ROCHESTER – Greg Widseth didn't know what hit him.
The Polk County attorney felt fine as he coached his son's ninth-grade basketball workout last March. He remembers smiling at a young woman as he left the building.
Now Widseth, who once had a photographic memory, is struggling to reconstruct the events that put him in the hospital and led his wife, a former emergency room nurse, to seek help from the Mayo Clinic.
Specialists at Mayo determined that Widseth, 47, was hit by a rare disease that prompted his immune system to attack his brain cells, resulting in as many as 60 seizures a day. His illness is a case study in the way Mayo has become a destination for the nation's most complex diseases — which turned out to be lucky for the Crookston lawyer and his family.
Mayo is one the world's leaders in the diagnosis and treatment of autoimmune neurological diseases, an emerging specialty that drives about 2,500 patients a year to seek help at its Rochester campus. Widseth said neurologists near his home had no idea what to do for him after standard anti-seizure drugs failed to stop the lightning jolting his brain.
"They were like, 'Well, it just happens,' " Widseth's wife, Nan, recalled. "No, it doesn't just happen," she said, recalling that her husband didn't even recognize her after the first seizures struck.

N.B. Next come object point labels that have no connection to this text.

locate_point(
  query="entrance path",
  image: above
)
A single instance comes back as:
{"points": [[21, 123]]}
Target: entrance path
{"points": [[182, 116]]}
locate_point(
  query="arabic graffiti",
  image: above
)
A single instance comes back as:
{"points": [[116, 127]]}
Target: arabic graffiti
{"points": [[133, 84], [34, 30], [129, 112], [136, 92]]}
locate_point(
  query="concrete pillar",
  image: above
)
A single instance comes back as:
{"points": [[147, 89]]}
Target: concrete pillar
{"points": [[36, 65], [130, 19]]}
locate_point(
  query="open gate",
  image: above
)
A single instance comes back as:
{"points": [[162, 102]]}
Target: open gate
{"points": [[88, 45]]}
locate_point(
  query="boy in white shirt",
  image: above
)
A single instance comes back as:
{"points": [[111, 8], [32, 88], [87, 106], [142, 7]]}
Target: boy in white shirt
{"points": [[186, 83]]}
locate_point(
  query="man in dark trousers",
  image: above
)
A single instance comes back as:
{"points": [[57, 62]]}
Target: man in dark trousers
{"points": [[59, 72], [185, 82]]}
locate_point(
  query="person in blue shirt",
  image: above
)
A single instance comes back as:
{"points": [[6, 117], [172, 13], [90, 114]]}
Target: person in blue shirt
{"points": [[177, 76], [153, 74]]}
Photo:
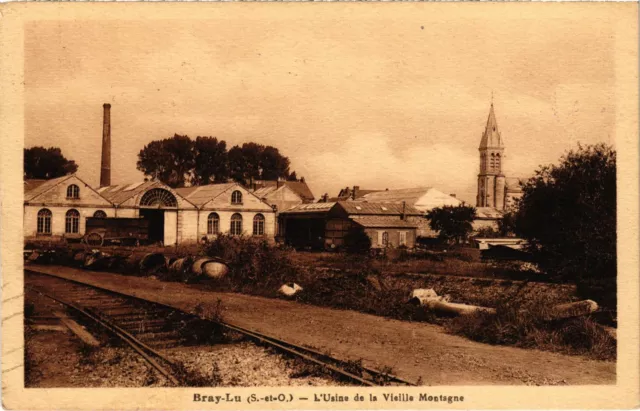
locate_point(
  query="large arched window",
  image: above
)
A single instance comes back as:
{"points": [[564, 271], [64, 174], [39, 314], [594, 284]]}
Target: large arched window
{"points": [[158, 197], [236, 197], [73, 191], [44, 221], [100, 214], [236, 224], [385, 239], [213, 224], [258, 224], [72, 222]]}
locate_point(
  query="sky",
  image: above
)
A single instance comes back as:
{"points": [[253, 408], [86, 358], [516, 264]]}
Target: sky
{"points": [[373, 101]]}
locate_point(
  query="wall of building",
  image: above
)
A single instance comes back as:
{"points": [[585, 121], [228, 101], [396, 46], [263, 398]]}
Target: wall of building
{"points": [[375, 234], [58, 216], [247, 222]]}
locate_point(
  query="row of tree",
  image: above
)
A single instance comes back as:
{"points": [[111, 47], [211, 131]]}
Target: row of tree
{"points": [[180, 161]]}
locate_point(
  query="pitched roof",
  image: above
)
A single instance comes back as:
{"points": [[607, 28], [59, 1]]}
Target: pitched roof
{"points": [[310, 208], [33, 188], [120, 193], [489, 213], [491, 138], [383, 222], [513, 183], [369, 208], [299, 187], [410, 195], [200, 195]]}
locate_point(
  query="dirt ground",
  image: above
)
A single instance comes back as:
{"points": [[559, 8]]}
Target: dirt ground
{"points": [[415, 351]]}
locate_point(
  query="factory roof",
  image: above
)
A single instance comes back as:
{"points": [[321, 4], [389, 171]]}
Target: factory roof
{"points": [[383, 222], [200, 195]]}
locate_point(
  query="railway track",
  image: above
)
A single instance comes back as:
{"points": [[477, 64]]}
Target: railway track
{"points": [[149, 327]]}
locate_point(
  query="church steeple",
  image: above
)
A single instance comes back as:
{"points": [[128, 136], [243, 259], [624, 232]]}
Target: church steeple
{"points": [[491, 180], [491, 137]]}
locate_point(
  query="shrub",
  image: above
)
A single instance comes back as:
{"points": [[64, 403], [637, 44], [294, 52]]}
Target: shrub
{"points": [[252, 262], [529, 324]]}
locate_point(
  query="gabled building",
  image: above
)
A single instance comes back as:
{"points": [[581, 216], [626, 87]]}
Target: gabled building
{"points": [[58, 208], [421, 198], [325, 225], [230, 209]]}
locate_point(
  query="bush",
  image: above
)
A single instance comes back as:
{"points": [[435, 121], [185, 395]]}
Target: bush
{"points": [[568, 215], [252, 262], [529, 324]]}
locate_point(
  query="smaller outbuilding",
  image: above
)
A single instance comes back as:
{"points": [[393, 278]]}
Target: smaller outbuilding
{"points": [[325, 225]]}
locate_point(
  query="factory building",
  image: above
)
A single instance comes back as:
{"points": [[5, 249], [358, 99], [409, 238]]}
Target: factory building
{"points": [[57, 209]]}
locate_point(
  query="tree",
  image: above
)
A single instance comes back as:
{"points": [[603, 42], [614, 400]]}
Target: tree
{"points": [[211, 161], [254, 161], [568, 215], [452, 222], [47, 163], [170, 160]]}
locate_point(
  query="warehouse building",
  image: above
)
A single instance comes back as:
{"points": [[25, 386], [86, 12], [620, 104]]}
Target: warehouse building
{"points": [[325, 225]]}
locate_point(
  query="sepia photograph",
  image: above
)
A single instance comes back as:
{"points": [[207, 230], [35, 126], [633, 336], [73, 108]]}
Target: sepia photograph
{"points": [[322, 198]]}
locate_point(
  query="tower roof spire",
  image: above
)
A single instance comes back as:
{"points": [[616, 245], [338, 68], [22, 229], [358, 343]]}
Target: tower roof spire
{"points": [[491, 137]]}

When it became clear that her husband wasn't getting better, she called her sister in Rochester, whose neighbor happened to be Dr. Jeffrey Britton, a Mayo neurologist specializing in autoimmune encephalitis. Britton and his colleague, Dr. Andrew McKeon, a neuroimmunologist, agreed to see Widseth within a few days.
Special blood and spinal fluid tests developed by Mayo Medical Laboratories confirmed that Widseth had antibodies known to target certain brain cells. That prompted a round of immunosuppressant drugs that had him feeling nearly normal in just four days.